The rooms (all 75) are en suite, with DStv, flat screen TVs and obviously air conditioning.

You can eat at Barney’s or just catch a free shuttle across to the main Gold Reef City, the sprawling casino and entertainment hub of the south of Joburg.

You can eat at one of the many chain restaurants or enjoy an evening of jazz and truly fine dining at the newly refurbished Back O’ The Moon, named after the old speakeasy in Sophiatown, immortalised by Miriam Makeba.

The casino and its precincts are undergoing a major revamp under the leadership of Gold Reef’s dynamic boss Mike Page.

Tsogo Sun took over the theme park, the casino and the hotels last year from Gold Reefs.

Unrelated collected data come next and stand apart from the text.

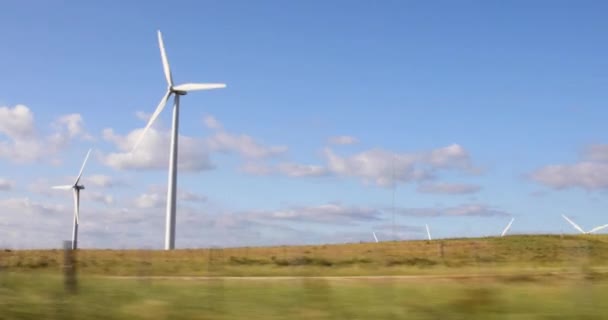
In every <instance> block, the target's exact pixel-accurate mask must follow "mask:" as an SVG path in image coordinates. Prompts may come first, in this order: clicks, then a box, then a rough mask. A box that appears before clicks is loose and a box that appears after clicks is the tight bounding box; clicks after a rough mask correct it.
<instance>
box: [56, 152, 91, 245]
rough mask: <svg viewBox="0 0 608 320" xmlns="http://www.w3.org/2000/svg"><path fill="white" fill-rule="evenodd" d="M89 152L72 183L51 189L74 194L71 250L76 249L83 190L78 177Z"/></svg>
mask: <svg viewBox="0 0 608 320" xmlns="http://www.w3.org/2000/svg"><path fill="white" fill-rule="evenodd" d="M90 154H91V149H89V152H87V156H86V157H85V158H84V162H83V163H82V167H80V173H78V177H77V178H76V181H74V184H69V185H65V186H54V187H52V188H53V189H60V190H70V189H71V190H72V192H73V194H74V228H73V229H72V250H76V249H77V248H78V244H77V243H78V224H79V220H80V190H84V186H83V185H79V184H78V182H80V178H82V172H83V171H84V166H85V165H86V164H87V160H88V159H89V155H90Z"/></svg>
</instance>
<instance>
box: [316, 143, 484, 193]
mask: <svg viewBox="0 0 608 320" xmlns="http://www.w3.org/2000/svg"><path fill="white" fill-rule="evenodd" d="M325 158H326V160H327V167H328V169H329V171H330V172H331V173H333V174H335V175H339V176H350V177H359V178H361V179H363V180H364V181H365V182H368V183H375V184H377V185H380V186H391V185H392V184H393V183H398V182H399V183H407V182H420V181H425V180H430V179H433V178H434V176H435V172H436V171H437V170H439V169H456V170H461V171H467V172H470V171H472V170H473V166H472V165H471V160H470V157H469V155H468V153H467V152H466V150H465V149H464V148H463V147H461V146H460V145H456V144H454V145H450V146H447V147H444V148H439V149H435V150H431V151H429V152H421V153H393V152H389V151H385V150H382V149H371V150H367V151H364V152H361V153H358V154H355V155H352V156H348V157H341V156H339V155H337V154H336V153H335V152H333V150H331V149H329V148H326V149H325Z"/></svg>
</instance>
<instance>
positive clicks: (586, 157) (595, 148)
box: [585, 144, 608, 162]
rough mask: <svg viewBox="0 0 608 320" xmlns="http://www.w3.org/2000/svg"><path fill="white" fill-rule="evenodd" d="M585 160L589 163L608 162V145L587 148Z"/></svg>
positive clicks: (595, 144)
mask: <svg viewBox="0 0 608 320" xmlns="http://www.w3.org/2000/svg"><path fill="white" fill-rule="evenodd" d="M585 158H586V159H588V160H589V161H596V162H608V144H594V145H591V146H589V147H588V148H587V150H586V152H585Z"/></svg>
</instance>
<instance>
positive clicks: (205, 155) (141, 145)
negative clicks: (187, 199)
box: [101, 127, 213, 172]
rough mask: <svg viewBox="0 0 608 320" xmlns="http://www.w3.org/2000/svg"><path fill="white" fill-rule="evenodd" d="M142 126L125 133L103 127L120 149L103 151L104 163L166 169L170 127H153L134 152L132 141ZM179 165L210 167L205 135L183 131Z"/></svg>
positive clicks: (119, 167) (111, 141)
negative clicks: (115, 133)
mask: <svg viewBox="0 0 608 320" xmlns="http://www.w3.org/2000/svg"><path fill="white" fill-rule="evenodd" d="M142 130H143V129H136V130H134V131H131V132H130V133H129V134H127V135H126V136H121V135H117V134H115V133H114V131H113V130H112V129H104V131H103V138H104V140H106V141H109V142H112V143H114V145H115V146H116V147H117V148H118V149H119V150H120V152H113V153H109V154H105V155H102V157H101V161H102V163H104V164H105V165H107V166H109V167H112V168H114V169H119V170H161V169H162V170H165V169H167V167H168V164H169V146H170V137H171V134H170V132H169V130H162V129H157V128H155V127H151V128H150V129H149V130H148V132H147V133H146V137H145V138H144V139H143V140H142V142H141V143H140V144H139V146H138V148H137V150H135V152H131V149H132V148H133V145H134V144H135V142H136V141H137V139H139V136H140V135H141V132H142ZM178 152H179V156H178V168H179V170H183V171H194V172H197V171H202V170H209V169H211V168H212V167H213V166H212V165H211V162H210V160H209V154H208V153H207V151H206V148H205V142H204V141H203V140H202V139H197V138H193V137H188V136H183V135H180V137H179V149H178Z"/></svg>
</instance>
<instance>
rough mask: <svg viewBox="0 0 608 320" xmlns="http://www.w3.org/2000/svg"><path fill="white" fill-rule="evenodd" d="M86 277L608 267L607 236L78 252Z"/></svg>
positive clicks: (482, 238) (375, 272) (11, 258)
mask: <svg viewBox="0 0 608 320" xmlns="http://www.w3.org/2000/svg"><path fill="white" fill-rule="evenodd" d="M76 259H77V269H78V272H79V274H83V275H145V276H155V275H172V276H177V275H183V276H289V275H295V276H311V275H319V276H328V275H399V274H453V273H459V274H460V273H480V272H482V273H513V272H520V271H525V272H531V271H534V270H537V271H541V272H544V271H547V270H565V269H570V268H572V267H574V268H578V267H580V266H589V267H594V268H602V267H608V236H607V235H586V236H557V235H553V236H548V235H534V236H532V235H531V236H508V237H504V238H496V237H493V238H476V239H445V240H433V241H400V242H381V243H353V244H337V245H317V246H276V247H243V248H224V249H219V248H217V249H183V250H175V251H161V250H87V249H85V250H77V251H76ZM62 261H63V251H62V250H20V251H10V250H0V270H5V271H11V272H28V273H29V272H36V273H40V272H52V273H54V272H57V271H58V270H59V269H60V267H61V264H62Z"/></svg>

The company, owned by the Krok Brothers, set up the casino and, in the greatest of ironies, the Apartheid Museum, off the back of the Gold Reef City theme park, which itself was created in 1987 as part of Joburg’s centenary celebrations on the actual site of the old Crown Mines 14 Shaft, which had been closed in 1977.

14 Shaft was legendary – 30 000 miners worked there in its heyday and by 1916 it was the deepest shaft in the world, producing 1.5 million tons of gold over the 90 years of its existence.

And to cap it all, 14 Shaft is a ruse. It was actually 13 Shaft but called 14 Shaft because of superstition.

Gold Reef City was a buzzword in the late 1980s and the early 1990s.

The casino took it to the next level. Page’s challenge is to get it back there despite all the other attractions that exist in Gauteng today, and then take it beyond.

The theme park remains hugely popular and the tables do a healthy turnover in the casino.

The hotel does well during the week with business conventions.

It’s the weekend, though, that’s the hidden nugget.

With competitive rates, you can book the family in on a Friday night, be the first on the rides when the park opens at 9.30am and then repair to your room for an afternoon kip, have a relaxing evening and leave on Sunday.

And, given my adrenaline averse sensitivity, it’s the evening that is the most magical, walking through the grounds of the village when everyone else has gone home and you have the entire enchanting place to yourself.

For a moment, you feel just like a Randlord.